Im Dezember 1802 zog Sophie nach Weimar, und nicht lange danach sollte sich hier ihr Schicksal entscheiden. Der Brief Christian Brentanos gab die Veranlassung zu erneuter Anknüpfung der Beziehungen zwischen den beiden, die doch nicht voneinander lassen konnten. Sophie sandte auf Christians Bitte ein von ihr aufbewahrtes Bildnis Maximiliane Brentanos mit einem kurzen Schreiben an Clemens zurück, der beides bei seiner Rückkehr aus Düsseldorf in Marburg vorfand. Im Februar 1803 schrieb er selbst über die nächste Entwicklung der Angelegenheit an Arnim, der sich damals in Paris befand: »Merkwürdigkeiten meines Lebens sind: ein kleiner, etwas fader Brief der Mereau ohne Veranlassung, in dem sie mich auffordert, ehrlich und ohne Witz mich gegen sie zu erklären. Meine Antwort hierauf aus vollem wahren Herzen ohne Schonung für mich und sie, wie ein geistreicher Dritter, alles mit den scharfsinnigsten Nuancen ausgeführt, ihre Geschichte in dreierlei Gestalten, voll Mutwill, wahr bis zur Zote, Erklärung meines großen Lüsten, sie zu beschlafen, Trauer über ihr Alter und ihre unendlich schlechten Verse, überhaupt der freiste, kühnste und glücklichste Brief, den ich je geschrieben, und der längste. Er schloß in einigen brünstigen Handwerksburschen-Liedern. Ich behandle bei meinem völligen Unglauben an sie die ganze Sache wie einer, der seine letzten Groschen in Opium versäuft, aber oh, die Katzen leben der Liebe, ich sterbe nicht; stelle Dir vor, die Mereau antwortet zum erstenmal auf diesen Brief, gesteht die Wahrheit meiner meisten Vorwürfe ein, plötzlich wird sie durchschimmernd ironisch, dann wieder freundlich, und in dem ganzen Brief liegt eine geschämige Einladung, wieder anzuknüpfen; doch traue ich der Sache nicht und halte das Ganze für Coq et de ris, für einen alten Hahn in Reis. Bei allem dem wende ich mich künstlich zu ihr, und die ganze Sache kann ich nun wie all mein Glück ruhig treiben, ich will sehen, wer den andern überlistet.
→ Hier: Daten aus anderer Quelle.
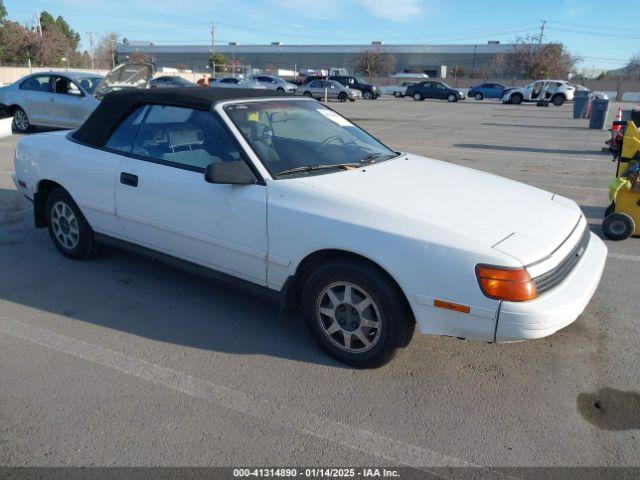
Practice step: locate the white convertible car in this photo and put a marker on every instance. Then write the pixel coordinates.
(288, 198)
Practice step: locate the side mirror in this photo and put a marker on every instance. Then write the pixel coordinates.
(236, 172)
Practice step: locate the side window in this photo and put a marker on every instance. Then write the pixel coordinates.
(38, 83)
(124, 136)
(66, 87)
(184, 138)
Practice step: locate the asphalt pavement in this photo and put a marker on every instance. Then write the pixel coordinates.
(125, 361)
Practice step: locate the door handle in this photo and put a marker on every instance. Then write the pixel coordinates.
(129, 179)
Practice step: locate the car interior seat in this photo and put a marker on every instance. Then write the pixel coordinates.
(186, 147)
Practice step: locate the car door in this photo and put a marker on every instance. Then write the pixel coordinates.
(36, 94)
(70, 106)
(164, 202)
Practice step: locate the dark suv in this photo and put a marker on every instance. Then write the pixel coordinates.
(431, 89)
(369, 90)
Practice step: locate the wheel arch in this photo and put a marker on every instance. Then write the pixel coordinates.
(295, 283)
(43, 189)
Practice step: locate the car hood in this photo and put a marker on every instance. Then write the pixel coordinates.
(521, 221)
(126, 75)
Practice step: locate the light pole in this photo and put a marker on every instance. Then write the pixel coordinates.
(473, 65)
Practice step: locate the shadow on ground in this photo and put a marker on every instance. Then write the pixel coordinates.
(510, 148)
(142, 297)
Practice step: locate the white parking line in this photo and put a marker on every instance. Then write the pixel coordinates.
(622, 256)
(347, 435)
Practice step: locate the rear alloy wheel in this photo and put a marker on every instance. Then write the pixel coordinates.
(21, 120)
(69, 230)
(356, 314)
(618, 226)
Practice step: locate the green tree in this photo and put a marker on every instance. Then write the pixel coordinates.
(220, 61)
(373, 62)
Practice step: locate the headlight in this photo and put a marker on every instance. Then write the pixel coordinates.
(509, 284)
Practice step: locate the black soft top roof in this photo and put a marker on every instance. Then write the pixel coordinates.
(117, 105)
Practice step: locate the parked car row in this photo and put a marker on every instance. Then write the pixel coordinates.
(314, 212)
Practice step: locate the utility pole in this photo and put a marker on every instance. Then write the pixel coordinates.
(38, 20)
(91, 49)
(542, 25)
(473, 65)
(213, 49)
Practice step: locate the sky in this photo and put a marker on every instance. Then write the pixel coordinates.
(577, 24)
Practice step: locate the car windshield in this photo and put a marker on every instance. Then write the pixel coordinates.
(303, 137)
(88, 83)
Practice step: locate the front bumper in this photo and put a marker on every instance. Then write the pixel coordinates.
(557, 308)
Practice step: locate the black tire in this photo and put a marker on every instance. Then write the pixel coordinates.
(618, 226)
(21, 121)
(80, 246)
(388, 306)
Mit Füßen soll sie mich nicht wieder treten, denn sie ist, seit ich Dich kenne, keine Bedingung meines Glückes mehr und könnte mir vielleicht nur noch ein Amüsement werden. Mein nächster Brief wird eine Mausefalle sein, in der sie selbst der Speck ist und die Egoistin gefangen wird. Du sollst bald Nachricht davon haben.«

Es kam anders, als er sich gedacht hatte, er fing sich selbst in der »Mausefalle« – zu seinem Glücke. Die Erlaubnis, sie wiederzusehen, versetzte ihn in einen Taumel des Entzückens, er reiste von Frankfurt ab, ohne sich von den Seinigen, ja sogar von Bettine, zu verabschieden. Ein Vorwand für sein plötzliches Erscheinen in Sophiens Nähe war die Absicht des Freundes Wrangel, nach seiner Heimat zurückzukehren, und Clemens' Wunsch, ihn in Deutschland festzuhalten. Von Jena aus bat er Sophie, den Tag des Wiedersehens zu bestimmen. Am 14. Mai 1803 fanden sich die Herzen zusammen. Jubelnd schrieb Sophie in ihr Tagebuch: »Frühling des Gemütes. Großer Wechsel. Blumen, Liebe, Andacht, Leben.« Und nochmals auf ein anderes Blatt: »Glücklicher Tag! Wo ich endlich bestimmt die eigentlichen Vergehungen meines Lebens einsehen konnte, wo ich die wahre Quelle meines Unglücks fand, wo mein Geist sich gestärkt fühlte, wie die Natur nach einem Gewitterregen, und wo der wahre Genuß des Lebens an keine Zeit, kein Alter gebunden, nahe und erreichbar vor mir dastand!« In seliger Stimmung dichtete Clemens zum Sophientag:

Süßer Mai! Du bringest nieder
Blume, Blüte, Sonnenschein,
Daß ich wisse, wem die Lieder,
Wem das Herz, das Leben weihn.

In der Zeit vom 21. Juli bis 14. September 1803 entstand das wundervolle Kunstwerk der Büste, die Friedrich Tieck, der Bildhauer, Bruder des Dichters, von Clemens schuf. »Tieck hat mich gegriffen aus deinem Herzen, wie du mich liebst, wie du mich neu gebären wirst«, schrieb Clemens an Sophie. Diese aber wurde begeistert zu dem Sonett, das sie später in ihrer »Bunten Reihe« veröffentlichte.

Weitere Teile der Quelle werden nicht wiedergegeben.